Today I decided to mix it up a little since I worry about doing the same drill could become boring and dull. So, we did a three-legged blind patterns and she was very nice! The only problem that we need to clear up is that she occasionally drifts a little to the left when I whistle sit. She doesn't really move forward or back more, but she does move to the side of the line which also makes the only practical back cast seem to be the right to get her back on track. (But of course, she knows where all the piles are anyway). Anyway, I think we might do this drill two more days before going back to T-work and just work on whistle sits with this set-up.


----------



## hotel4dogs (Sep 29, 2008)

I'm still reading it and I care!!!!
The weather here is pretty awful, isn't it there, too???


----------



## GoldenSail (Dec 30, 2008)

hotel4dogs said:


> I'm still reading it and I care!!!!
> The weather here is pretty awful, isn't it there, too???


No, thank goodness! All of the snow we had that I was training in earlier has melted. I haven't been in this part of Idaho for awhile, but they seem to have way more milder winters than what I am used to growing up in Woming--although they say they use to get tons of snow in the 80s...


----------



## hotel4dogs (Sep 29, 2008)

drifting OT (pardon the pun) but it's NASTY here. It's about 10 degrees out with winds at 20+ mph out of the NNW, wind chills about -25 F. Blowing and drifting snow.
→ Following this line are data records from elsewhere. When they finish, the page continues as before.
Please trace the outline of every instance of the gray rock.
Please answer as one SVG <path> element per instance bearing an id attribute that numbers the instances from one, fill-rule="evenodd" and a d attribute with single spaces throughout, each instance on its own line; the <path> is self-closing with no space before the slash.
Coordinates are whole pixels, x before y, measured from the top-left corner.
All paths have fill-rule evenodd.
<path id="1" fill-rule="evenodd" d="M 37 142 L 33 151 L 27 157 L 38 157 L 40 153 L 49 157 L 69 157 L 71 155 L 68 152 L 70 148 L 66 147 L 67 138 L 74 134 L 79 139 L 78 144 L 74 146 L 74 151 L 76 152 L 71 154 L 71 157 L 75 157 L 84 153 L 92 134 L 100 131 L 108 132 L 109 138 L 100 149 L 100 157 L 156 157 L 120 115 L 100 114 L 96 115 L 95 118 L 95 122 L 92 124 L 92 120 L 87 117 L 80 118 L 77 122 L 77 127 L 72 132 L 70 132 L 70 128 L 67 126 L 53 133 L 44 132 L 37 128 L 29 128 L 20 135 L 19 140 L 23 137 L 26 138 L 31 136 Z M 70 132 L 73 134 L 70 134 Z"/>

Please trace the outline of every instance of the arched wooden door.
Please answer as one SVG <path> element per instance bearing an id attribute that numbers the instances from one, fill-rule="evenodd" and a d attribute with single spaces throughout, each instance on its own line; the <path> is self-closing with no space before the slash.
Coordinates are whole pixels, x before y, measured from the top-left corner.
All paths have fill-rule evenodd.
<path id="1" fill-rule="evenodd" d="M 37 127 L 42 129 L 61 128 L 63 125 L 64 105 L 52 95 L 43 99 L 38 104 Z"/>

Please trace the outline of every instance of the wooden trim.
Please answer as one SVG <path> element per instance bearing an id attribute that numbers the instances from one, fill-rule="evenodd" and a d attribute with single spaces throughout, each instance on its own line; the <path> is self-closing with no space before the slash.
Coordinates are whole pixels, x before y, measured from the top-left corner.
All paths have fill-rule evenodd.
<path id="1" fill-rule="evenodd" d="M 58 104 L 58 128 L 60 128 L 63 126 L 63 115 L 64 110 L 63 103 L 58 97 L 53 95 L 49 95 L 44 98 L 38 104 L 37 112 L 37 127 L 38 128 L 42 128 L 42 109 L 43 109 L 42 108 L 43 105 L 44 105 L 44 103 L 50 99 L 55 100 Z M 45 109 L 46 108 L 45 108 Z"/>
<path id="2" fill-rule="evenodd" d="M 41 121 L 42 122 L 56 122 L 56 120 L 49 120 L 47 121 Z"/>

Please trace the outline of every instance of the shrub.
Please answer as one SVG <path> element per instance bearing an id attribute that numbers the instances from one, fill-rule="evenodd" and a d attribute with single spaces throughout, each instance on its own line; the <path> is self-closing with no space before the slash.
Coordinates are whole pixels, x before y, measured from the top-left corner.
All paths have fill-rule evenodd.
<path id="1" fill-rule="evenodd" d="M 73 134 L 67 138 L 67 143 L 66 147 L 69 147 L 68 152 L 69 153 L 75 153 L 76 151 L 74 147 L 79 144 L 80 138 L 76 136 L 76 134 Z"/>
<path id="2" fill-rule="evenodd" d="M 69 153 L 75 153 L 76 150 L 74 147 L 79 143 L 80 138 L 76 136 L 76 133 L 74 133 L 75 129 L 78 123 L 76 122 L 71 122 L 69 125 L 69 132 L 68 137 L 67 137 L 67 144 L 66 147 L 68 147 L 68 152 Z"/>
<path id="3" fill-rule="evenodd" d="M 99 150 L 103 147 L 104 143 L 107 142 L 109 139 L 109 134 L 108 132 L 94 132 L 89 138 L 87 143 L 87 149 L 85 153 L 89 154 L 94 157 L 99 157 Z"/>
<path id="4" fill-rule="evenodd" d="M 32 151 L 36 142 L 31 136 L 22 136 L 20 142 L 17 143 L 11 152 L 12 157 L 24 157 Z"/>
Fun.


----------



## GoldenSail (Dec 30, 2008)

hotel4dogs said:


> drifting OT (pardon the pun) but it's NASTY here. It's about 10 degrees out with winds at 20+ mph out of the NNW, wind chills about -25 F. Blowing and drifting snow. Fun.


Ewww! I am so happy the last of our snow melted yesterday and that we've been getting rain. I honestly don't miss having lots of snow--sure it was fun as a kid when we made snow tunnels and caves, got to sled over the fence (ok, we weren't supposed to be doing these things), but it sure sucks as an adult when you have to drive in it and pay the heating bill, lol!


----------



## hollyk (Feb 21, 2009)

I'm still very interested. Please keep posting.


----------



## GoldenSail (Dec 30, 2008)

Another day of doing 3-legged blinds. She does really well with these even though they are new. Here back casts are really good only thing now I want to clean up is her whistle sit. As I said before, she does stop but she loops so I've been looking into what to do about that.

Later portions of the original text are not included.